Based upon new members and plantings, Walt Payne warned in his 1998 year-end message that the "optimum handle level," or most cost-effective processing level, for Blue Diamond would soon be reached. Consequently, he asked that grower membership be closed effective January 31, 1999. By doing so, the cooperative hoped to guarantee a home for all current members. While non-member contracts would be honored, conversion to full membership in the group by outside growers could no longer be guaranteed.

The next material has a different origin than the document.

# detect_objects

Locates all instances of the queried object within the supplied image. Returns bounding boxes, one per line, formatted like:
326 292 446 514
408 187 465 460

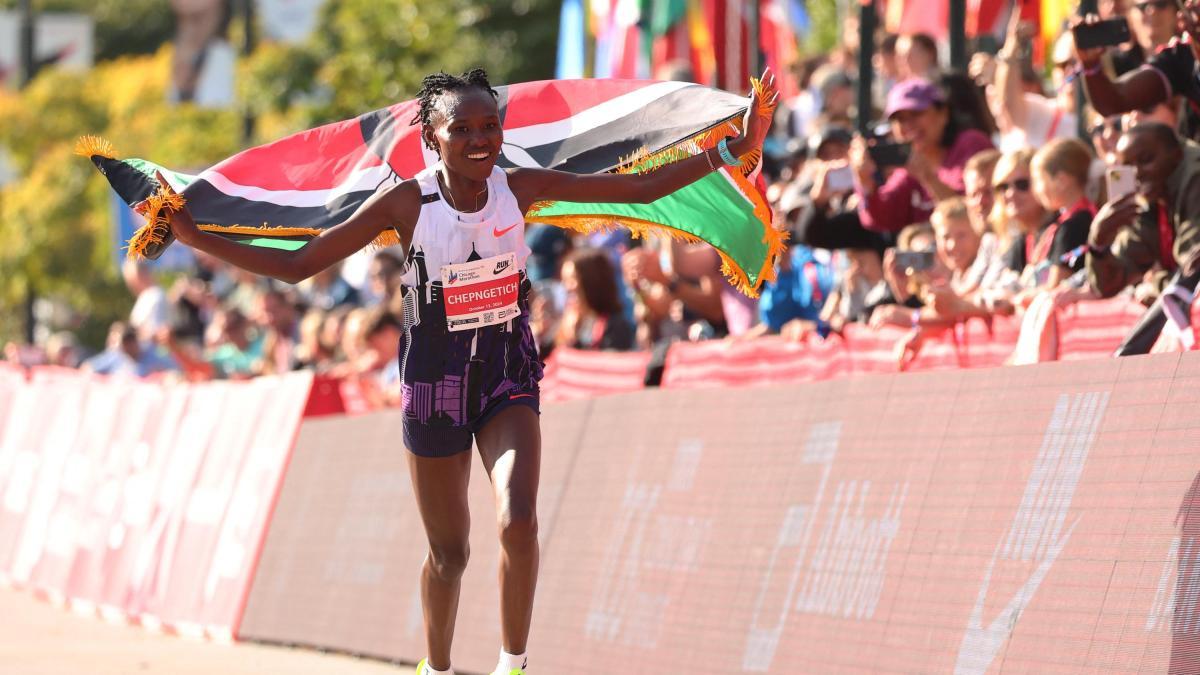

Future Prospects for World's Largest Tree Nut Marketer

During the 1990s, Blue Diamond planting acreage doubled and crop tonnage tripled. Blue Diamond's goal for the future was to increase retained earnings and decrease reliance on revolving reserves to finance working capital needs. Smaller unsold inventories held at the end of the year translated into accelerated payments to growers. Exciting, "cutting edge" projects were on the horizon, including enhanced farming techniques that would allow delivery of a fully sterilized product without the use of fumigants. Through the Almond Research Center (ARC), staffed with scientists and technologists who worked with consumers to develop nutritional products, increasingly versatile uses for the almond continued to be discovered. The ARC's efforts in the area of nutrition were validated by other research, including a five-year study conducted by the University of Nevada School of Medicine, which found that nut consumers were more likely to maintain or lose body weight, and since 90 percent of fat in almonds was unsaturated, frequent consumption could also help lower blood cholesterol levels. The ARC continued to create innovative uses for almonds, including in cosmetics, soaps, and pharmaceutical products. The blending of nature and technology which began in 1910, when the first delivery of almonds arrived at the California Almond Growers Exchange, now thrived as a proud tradition of providing customers with the highest quality almond products available anywhere.